SNOMED CT Annotation for Improved Pathological Decisions in Breast Cancer Domain
G. Johanna Johnsi Rani1, Gladis D2, Joy John Mammen3

1G. Johanna Johnsi Rani, Department of Computer Science, Madras Christian College (Autonomous), University of Madras, Chennai, India.
2Gladis D, Principal, Bharathi Women’s College (Autonomous), University of Madras, Chennai, India.
3Joy John Mammen, Professor and Head, Department of Transfusion Medicine & Immunohaematology, Christian Medical College, Vellore, India.

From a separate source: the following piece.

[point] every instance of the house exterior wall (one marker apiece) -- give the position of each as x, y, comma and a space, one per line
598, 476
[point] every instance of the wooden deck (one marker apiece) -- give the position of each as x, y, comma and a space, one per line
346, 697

Manuscript received on 02 August 2019. | Revised Manuscript received on 07 August 2019. | Manuscript published on 30 September 2019. | PP: 8400-8406 | Volume-8 Issue-3 September 2019 | Retrieval Number: C6519098319/2019©BEIESP | DOI: 10.35940/ijrte.C6519.098319

Open Access | Ethics and Policies | Cite | Mendeley | Indexing and Abstracting
© The Authors. Blue Eyes Intelligence Engineering and Sciences Publication (BEIESP). This is an open access article under the CC-BY-NC-ND license (http://creativecommons.org/licenses/by-nc-nd/4.0/)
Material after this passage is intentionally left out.